On the south shore of Long Island, the Jones Beach Energy and Nature Center is perhaps the best thing to see when parking is free at this state park. It opened last September as the off-season educational facility that offers displays on local wildlife, the natural development of barrier islands, and energy efficiency. Seeing examples of insulation, varieties of brick materials, recycled building materials, and solar panels could be inspiring for new homeowners seeking to reduce their energy bills.
A couple of miles north of Jones Beach, on the Meadowbrook Parkway, is a former landfill-turned-park that offers views of Jones Beach, South Oyster Bay, and the ocean beyond. Operated by the Town of Hempstead, the Norman J. Levy Park transformed a 155-foot mound of trash into a public greenspace topped by a windmill. In this tax-conscious municipality, the park has an unpaid workforce of resident goats to trim the grass, and give this park the appearance of a farm. Hike to the summit of this park and take in views of Manhattan and the coastal plain.
If one must travel beyond Queens this Pesach, perhaps to see family members in Monsey, my favorite indoor-outdoor combination in that region is Bear Mountain State Park, where the Trailside Museums & Zoo have reopened. Located on a portion of the Appalachian Trail that runs through the park, this set of displays offers examples of local wildlife, plants, geology, Native American artifacts, and a Revolutionary War fort. Situated on a cliff overlooking the Hudson River, one can observe lengthy freight trains below that follow the shoreline, bringing goods to the metropolitan region.
If one must travel even farther this year, please observe your school and workplace COVID guidelines, which include wearing a mask at public venues, taking a test upon return, and vaccinating if eligible. You have the choice in your experience of Chol HaMoed, but not in the invisible manner in which the virus continues to spread between people. Do not allow your Chol HaMoed break to result in an involuntary at-home “extension” of the school break for colleagues who wish to return to their classrooms and workplaces.

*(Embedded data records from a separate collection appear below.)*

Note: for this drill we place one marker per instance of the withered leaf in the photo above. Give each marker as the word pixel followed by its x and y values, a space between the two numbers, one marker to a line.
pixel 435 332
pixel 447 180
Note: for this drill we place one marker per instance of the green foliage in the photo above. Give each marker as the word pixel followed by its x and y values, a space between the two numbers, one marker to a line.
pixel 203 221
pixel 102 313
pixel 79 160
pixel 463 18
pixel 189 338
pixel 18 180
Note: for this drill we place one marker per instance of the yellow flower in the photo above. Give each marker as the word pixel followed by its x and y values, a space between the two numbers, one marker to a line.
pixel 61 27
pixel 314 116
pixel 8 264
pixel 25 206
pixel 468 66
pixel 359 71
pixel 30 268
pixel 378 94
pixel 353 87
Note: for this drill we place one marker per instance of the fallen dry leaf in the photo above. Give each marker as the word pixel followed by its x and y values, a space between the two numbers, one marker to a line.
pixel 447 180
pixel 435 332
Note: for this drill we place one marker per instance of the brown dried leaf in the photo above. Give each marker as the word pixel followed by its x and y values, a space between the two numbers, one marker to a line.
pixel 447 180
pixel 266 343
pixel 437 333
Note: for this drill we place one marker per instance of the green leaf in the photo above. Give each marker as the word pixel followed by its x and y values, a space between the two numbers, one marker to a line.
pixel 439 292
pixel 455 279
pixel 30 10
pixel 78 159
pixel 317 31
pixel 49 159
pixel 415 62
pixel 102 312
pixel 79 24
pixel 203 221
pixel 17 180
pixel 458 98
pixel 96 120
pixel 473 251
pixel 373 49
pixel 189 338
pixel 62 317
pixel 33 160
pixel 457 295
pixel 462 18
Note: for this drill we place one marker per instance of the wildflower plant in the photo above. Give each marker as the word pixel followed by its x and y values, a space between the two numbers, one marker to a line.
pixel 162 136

P.S. City Vaccination Travel Guide
Finally, having received my first shot earlier this week, I’d like to share a few scenic vaccination destinations in our borough. My first shot was at Beach Channel High School, an uninspiring brick structure overlooking Jamaica Bay. But at its main entrance is a set of concrete sculptures installed in 1974. Their simplicity evokes the architecture of the school and the style of its sculptor, Constantino Nivola. Born in Sardinia, he was inspired by primitive art and the simplicity of modernism. His works can also be found on a school wall in Brighton Beach, and an apartment complex in East Harlem.
The vaccination site at Aqueduct Racing Hall offers displays of jockey uniforms and murals of horses. At York College, one can find sculptures relating to Black history on its outdoor plaza and inside the main hall of its Academic Core Building. Knowing where to look for public art and inspiring architecture, even a vaccination appointment can serve as a cultural experience on Chol HaMoed during this pandemic.